No caso do TGV, a Europa "atribuirá às redes europeias a prioridade que sempre atribuiu", refere Sócrates, referindo que o projecto do comboio de alta velocidade não será prejudicado.

José Sócrates considera difícil dizer quantos funcionários públicos haverá a menos no final deste ano e admite que a ideia de dispensar 75 mil como prevê o programa eleitoral do governo "terá de ser actualizada em função de novos dados".

Numa altura em que a taxa de desemprego tem aumentado, Sócrates salienta ainda que a promessa eleitoral de 150 mil novos empregos é um objectivo para cumprir até ao fim da legislatura, altura em que espera ter uma taxa de desemprego inferior aos 7,5 por cento que encontrou.

"E que isso signifique mais 150 mil postos de trabalho", sublinhou.

Quanto à retoma do processo de co-incineração, uma das suas batalhas enquanto ministro do Ambiente de António Guterres, Sócrates garantiu que "não há nenhuma vingança, [mas] há a consciência de que é preciso resolver um problema eternamente adiado".

Sobre a Oferta Pública de Aquisição (OPA) à Portugal Telecom, apresentada pela Sonae, o primeiro-ministro escusou-se a fazer comentários, dizendo apenas que o "Governo só se pronuncia no final" do processo.

"Aconteça o que acontecer, quer a OPA tenha sucesso ou não, uma coisa vai resultar: vamos ter mais concorrência nas telecomunicações.
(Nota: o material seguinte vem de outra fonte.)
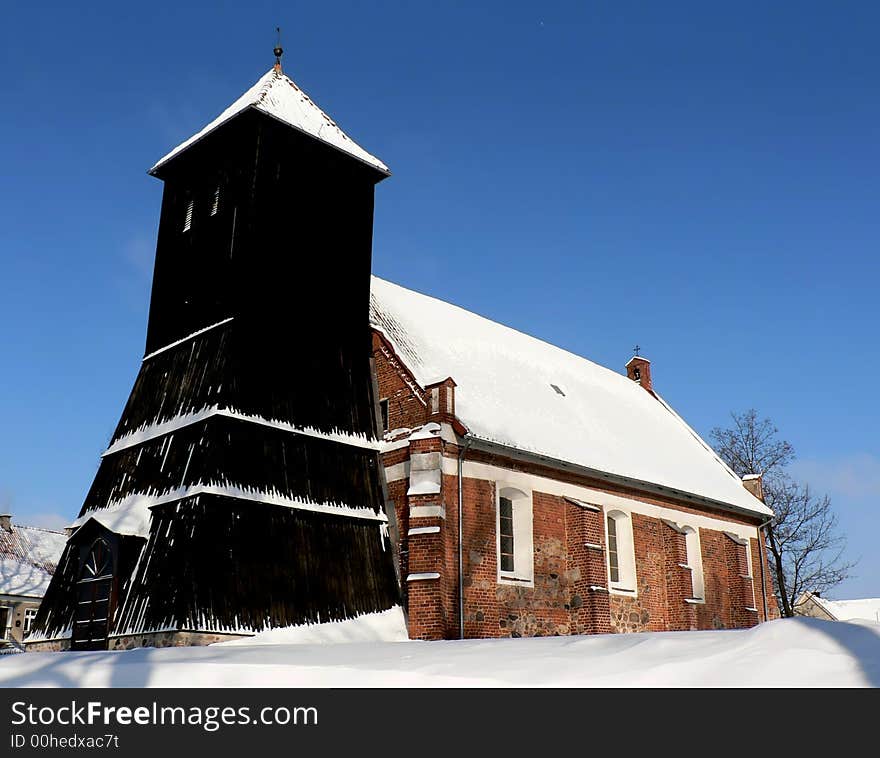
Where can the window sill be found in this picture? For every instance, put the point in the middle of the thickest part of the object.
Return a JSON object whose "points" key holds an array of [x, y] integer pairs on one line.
{"points": [[625, 591], [516, 580]]}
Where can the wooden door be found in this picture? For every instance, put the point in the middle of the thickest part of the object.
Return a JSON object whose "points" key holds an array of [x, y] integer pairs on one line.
{"points": [[94, 596]]}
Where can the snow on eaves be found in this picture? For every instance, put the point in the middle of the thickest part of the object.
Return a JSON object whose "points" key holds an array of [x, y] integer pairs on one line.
{"points": [[131, 515], [505, 395], [151, 431], [277, 95]]}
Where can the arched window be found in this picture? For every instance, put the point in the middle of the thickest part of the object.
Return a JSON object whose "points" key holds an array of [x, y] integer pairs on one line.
{"points": [[695, 562], [514, 529], [620, 553]]}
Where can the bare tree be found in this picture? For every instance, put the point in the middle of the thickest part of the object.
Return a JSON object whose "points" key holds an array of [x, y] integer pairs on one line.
{"points": [[805, 546]]}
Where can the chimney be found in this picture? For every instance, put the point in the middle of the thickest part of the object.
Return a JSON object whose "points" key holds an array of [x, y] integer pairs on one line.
{"points": [[754, 483], [639, 370]]}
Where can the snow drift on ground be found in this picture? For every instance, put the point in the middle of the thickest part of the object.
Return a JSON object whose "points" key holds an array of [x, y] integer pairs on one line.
{"points": [[798, 652]]}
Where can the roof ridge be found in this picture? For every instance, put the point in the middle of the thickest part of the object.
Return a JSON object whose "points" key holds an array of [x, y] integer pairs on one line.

Vai haver uma separação entre a rede de cobre e do cabo", adiantou, salientando que o Estado não é um accionista qualquer na PT e que "com Belmiro de Azevedo ou sem ele, o Estado vai manter a 'golden share'" na empresa de telecomunicações.

Sócrates revela também que vai apresentar em Setembro uma nova proposta de referendo sobre o aborto e que espera a aprovação de uma lei "a reforçar as medidas anti-tabagistas".

O primeiro-ministro afirma que uma "proposta de regionalização só por um novo referendo" e aposta no "desenvolvimento infra- estrutural do interior" para combater a desertificação, apontando como um projecto "absolutamente prioritário" a construção de uma auto- estrada que ligue Amarante a Bragança.

Na entrevista, Sócrates diz aceitar "que se possa fixar um limite superior nas pensões do sistema público" e sublinha, quando questionado sobre a possibilidade do Sistema Nacional de Saúde sair "do sistema", que "não está de acordo com algumas perspectivas liberais de redução significativa do Estado social" no sector da saúde, por considerar que "isso teria um efeito negativo na coesão social em Portugal".

Escusando-se a comentar a busca judicial na redacção do jornal "24 Horas", o primeiro-ministro admitiu que "a histeria à volta da liberdade de expressão" pareceu-lhe exagerada e que a nova Entidade Reguladora da Comunicação Social "visa sobretudo aplicar a lei e deve ter autoridade suficiente para isso".

José Sócrates assegurou ainda que "enquanto [o Procurador-Geral da República] Souto de Moura estiver em funções tem a confiança do Governo e do primeiro-ministro".

No primeiro ano do mandato do Governo, a medida que custou mais a tomar foi o aumento do IVA e a que mais gosto deu foi a recente criação do Complemento Solidário para Idosos, concluiu o primeiro-ministro.